# Homemade release



## mgwelder (May 4, 2014)

I have always used a wrist release. I tried a thumb release with marginal sucess. I took it back. I wanted to try to get used to one, so I made one. Any thoughts or critiques?








It is all steel with a stainless pin (sear?) On top and a teflon plastic thumb knob. Painted.

Sent from my SM-G920V using Tapatalk


----------



## mgwelder (May 4, 2014)

I figure I can keep training with this and see if I can adjust to this type. It seems to work fine.

Sent from my SM-G920V using Tapatalk


----------



## BowKil (Mar 19, 2005)

Nice work. Actually though, that's not considered a thumb release and the hook isn't a sear. It's more like a Whelans Hooker release (no moving parts).


----------



## mgwelder (May 4, 2014)

BowKil said:


> Nice work. Actually though, that's not considered a thumb release and the hook isn't a sear. It's more like a Whelans Hooker release (no moving parts).


Thanks for the correction.

Sent from my SM-G920V using Tapatalk


----------



## aread (Dec 25, 2009)

Looks good! I started back tension with a Carter Atension Spike release. Similar to yours, but no hole. They are as functional as any hinge and really reliable. No moving parts so nothing to wear out. Seems like they would be more popular.

Nice work, thanks for posting,
Allen


----------



## b0w_bender (Apr 30, 2006)

before you painted it it felt sort of steampunk. I have to say I liked it that way but as long as you shoot better with it how it looks is immaterial. Nice job!


----------



## aread (Dec 25, 2009)

How did you figure out where to put the spike?


----------



## mgwelder (May 4, 2014)

aread said:


> How did you figure out where to put the spike?


I compared several photos of simular style releases to get a starting point. I tack welded the spike on then tried it on a handheld string to feel the pulling balance. Finally got it where it felt good, then welded it on. After that I played with the angle and length of the spike.

Sent from my SM-G920V using Tapatalk


----------



## BluMeanie (May 5, 2014)

Perhaps a bit of polishing the inside of the hook (for a "cleaner" release), but very nicely done.

Home-Engineering triumphs again!


----------



## BluMeanie (May 5, 2014)

b0w_bender said:


> before you painted it it felt sort of steampunk. I have to say I liked it that way but as long as you shoot better with it how it looks is immaterial. Nice job!

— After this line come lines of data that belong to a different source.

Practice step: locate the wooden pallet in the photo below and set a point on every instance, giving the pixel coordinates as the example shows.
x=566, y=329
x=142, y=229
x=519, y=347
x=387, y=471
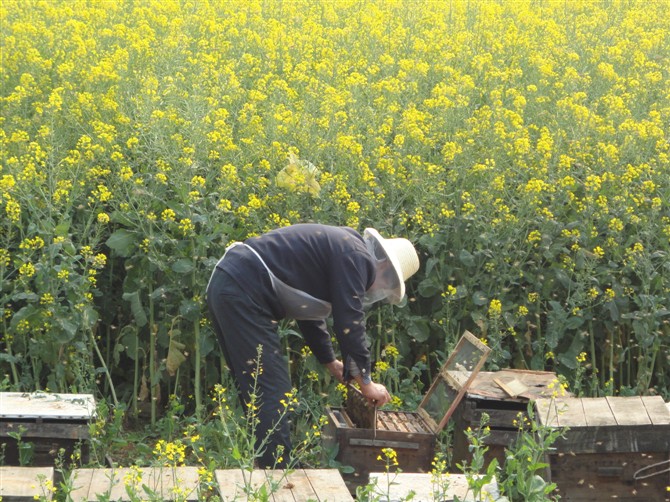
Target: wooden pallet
x=425, y=488
x=614, y=447
x=114, y=484
x=26, y=483
x=301, y=485
x=48, y=421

I thought the same - Steampunk Cool. Not that the copper paint looks bad, there is just something about burnished stainless, that "feel".


----------



## mgwelder (May 4, 2014)

BluMeanie said:


> I thought the same - Steampunk Cool. Not that the copper paint looks bad, there is just something about burnished stainless, that "feel".


The hook is stainless, but the rest is mild steel so I painted it to keep from rusting. If it was all stainless, I would have left the heat marks in it.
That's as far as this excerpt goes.